UC San Diego

To provide more optimal care at scale, health systems are changing the way in which healthcare is delivered. At the center of this changing landscape is a shift towards remote, continuous, and automated delivery of healthcare. This shift can lead to significant improvement in and scalability of at-home patient care for chronic diseases like hypertension and viral illnesses like COVID-19, while at the same time enabling significant savings in human and equipment resources. Wearable devices are an enabling technology making this shift in healthcare delivery possible due to the substantial amount of lifestyle and vitals data they can remotely collect. There is great opportunity for machine learning (ML) to assist in the remote and personalized delivery of care due to the large amount of data that is collected. In this dissertation, we present three applications of ML to enable personalized, remote health monitoring and care delivery. Chapter 1 presents a personalized deep learning approach to estimate blood pressure (BP) using the photoplethysmogram signal.
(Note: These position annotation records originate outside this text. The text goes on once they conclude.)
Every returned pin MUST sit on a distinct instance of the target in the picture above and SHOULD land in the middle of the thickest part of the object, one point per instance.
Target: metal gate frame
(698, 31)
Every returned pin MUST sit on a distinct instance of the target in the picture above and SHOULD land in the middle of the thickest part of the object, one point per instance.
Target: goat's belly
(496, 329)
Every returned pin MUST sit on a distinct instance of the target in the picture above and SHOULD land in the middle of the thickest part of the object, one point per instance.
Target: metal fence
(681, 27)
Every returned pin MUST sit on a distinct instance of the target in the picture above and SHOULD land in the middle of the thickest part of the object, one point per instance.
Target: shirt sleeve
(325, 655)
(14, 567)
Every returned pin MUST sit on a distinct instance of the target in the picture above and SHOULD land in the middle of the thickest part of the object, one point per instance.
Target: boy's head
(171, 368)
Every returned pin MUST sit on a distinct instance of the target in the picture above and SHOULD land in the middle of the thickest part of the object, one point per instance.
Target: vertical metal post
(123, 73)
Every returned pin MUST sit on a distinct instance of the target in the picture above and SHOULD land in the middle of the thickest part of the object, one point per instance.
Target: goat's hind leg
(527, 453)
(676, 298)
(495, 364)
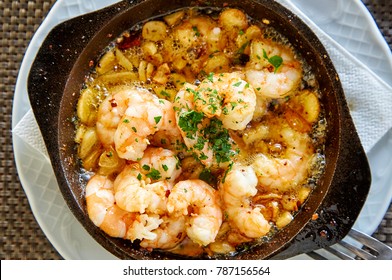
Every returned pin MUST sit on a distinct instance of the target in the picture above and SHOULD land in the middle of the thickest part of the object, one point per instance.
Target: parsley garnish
(188, 122)
(157, 119)
(146, 167)
(197, 33)
(275, 60)
(154, 174)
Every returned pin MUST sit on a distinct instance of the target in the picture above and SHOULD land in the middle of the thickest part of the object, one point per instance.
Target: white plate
(36, 175)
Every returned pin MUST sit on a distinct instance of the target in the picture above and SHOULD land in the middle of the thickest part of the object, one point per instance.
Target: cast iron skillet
(64, 59)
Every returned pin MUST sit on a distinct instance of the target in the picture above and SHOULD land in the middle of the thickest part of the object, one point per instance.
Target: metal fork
(362, 247)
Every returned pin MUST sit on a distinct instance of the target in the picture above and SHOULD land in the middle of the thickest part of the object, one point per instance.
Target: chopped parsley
(154, 174)
(146, 167)
(157, 119)
(220, 140)
(197, 33)
(189, 121)
(275, 60)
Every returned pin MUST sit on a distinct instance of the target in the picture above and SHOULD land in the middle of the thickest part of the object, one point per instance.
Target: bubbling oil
(283, 142)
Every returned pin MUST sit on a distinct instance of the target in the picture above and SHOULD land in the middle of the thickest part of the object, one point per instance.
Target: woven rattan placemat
(21, 236)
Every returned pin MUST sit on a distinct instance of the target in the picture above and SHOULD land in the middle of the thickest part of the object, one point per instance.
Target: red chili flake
(113, 102)
(167, 193)
(133, 40)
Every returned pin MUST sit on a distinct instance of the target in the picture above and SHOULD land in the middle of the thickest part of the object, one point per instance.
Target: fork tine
(316, 256)
(339, 254)
(357, 251)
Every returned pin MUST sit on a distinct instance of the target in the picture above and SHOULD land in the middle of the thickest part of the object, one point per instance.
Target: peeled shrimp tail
(199, 202)
(237, 189)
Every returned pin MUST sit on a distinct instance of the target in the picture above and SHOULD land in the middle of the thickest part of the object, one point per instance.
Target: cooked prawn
(273, 81)
(291, 168)
(200, 204)
(140, 120)
(134, 193)
(190, 124)
(162, 162)
(238, 188)
(169, 234)
(114, 221)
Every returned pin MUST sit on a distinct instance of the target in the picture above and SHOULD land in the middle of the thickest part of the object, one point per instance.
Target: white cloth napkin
(369, 98)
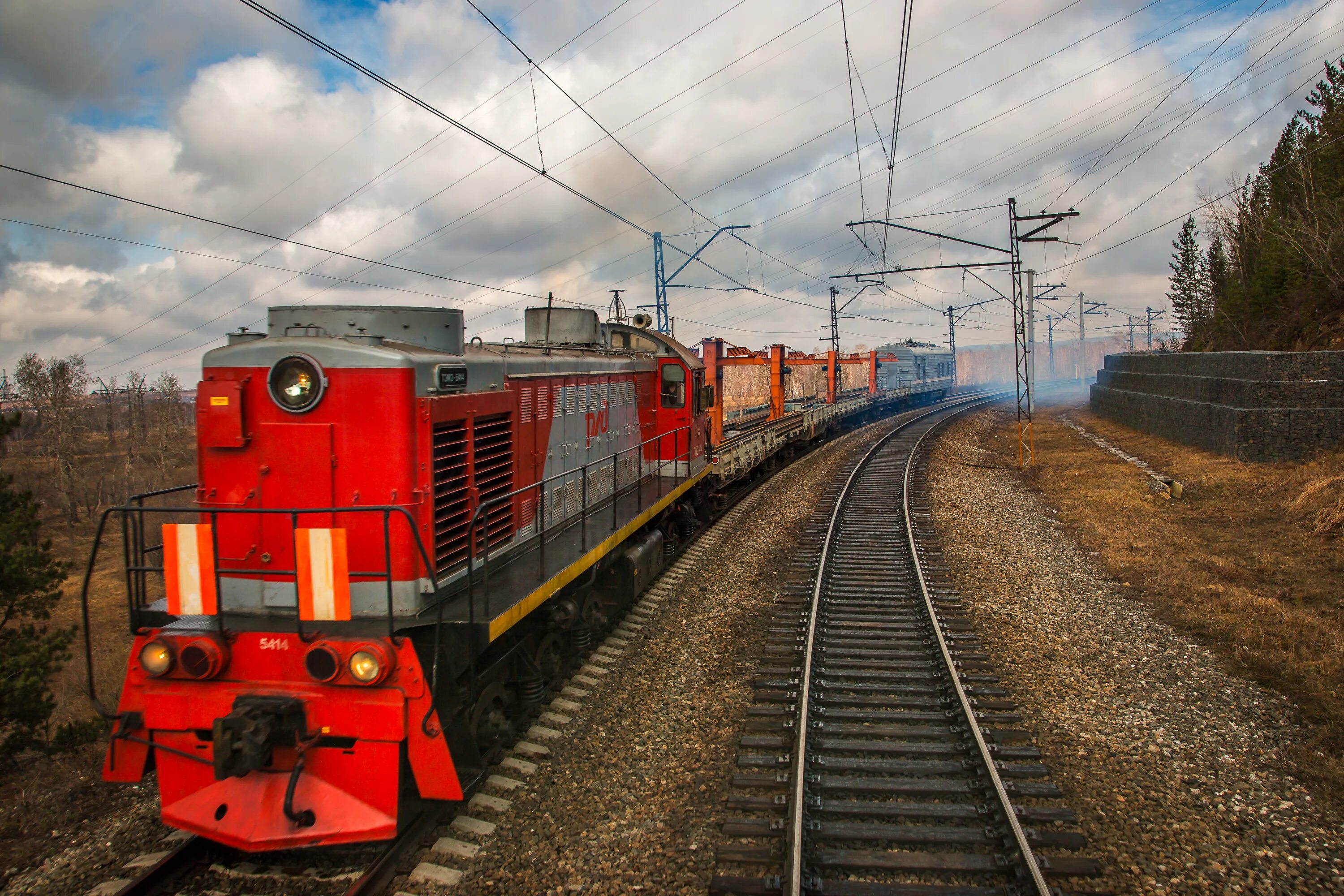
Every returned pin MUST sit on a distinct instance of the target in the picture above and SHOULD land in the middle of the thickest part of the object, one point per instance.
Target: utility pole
(1022, 338)
(835, 322)
(616, 312)
(1085, 308)
(1150, 318)
(1038, 225)
(1031, 340)
(1050, 340)
(1082, 346)
(662, 283)
(952, 342)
Our approach enables continuous, noninvasive BP monitoring as compared to traditional methods which are either intermittent or invasive. To address the problem of limited personal data for individuals, we propose a transfer learning technique that achieves a mean absolute error of 3.52 and 2.20 mmHg for systolic and diastolic BP estimation, respectively. Chapter 2 describes a ML-based remote monitoring method to estimate patient recovery from COVID-19 symptoms using automatically collected wearable device data, instead of relying on manually collected symptom data. Our method achieves an F1-score of 0.88 when applying our Random Forest-based model personalization technique using weighted bootstrap aggregation. Chapter 3 presents the results of a single-arm nonrandomized trial which assessed the effectiveness of a fully digital, autonomous, and ML–based lifestyle coaching program on achieving BP control among adults with hypertension. 141 participants were monitored over 24 weeks and achieved an average systolic and diastolic BP decrease of 8.1 mmHg and 5.1 mmHg, respectively. Our research demonstrates the successful application of ML across various healthcare contexts. By harnessing wearable device data, we can facilitate more personalized and effective monitoring and interventions.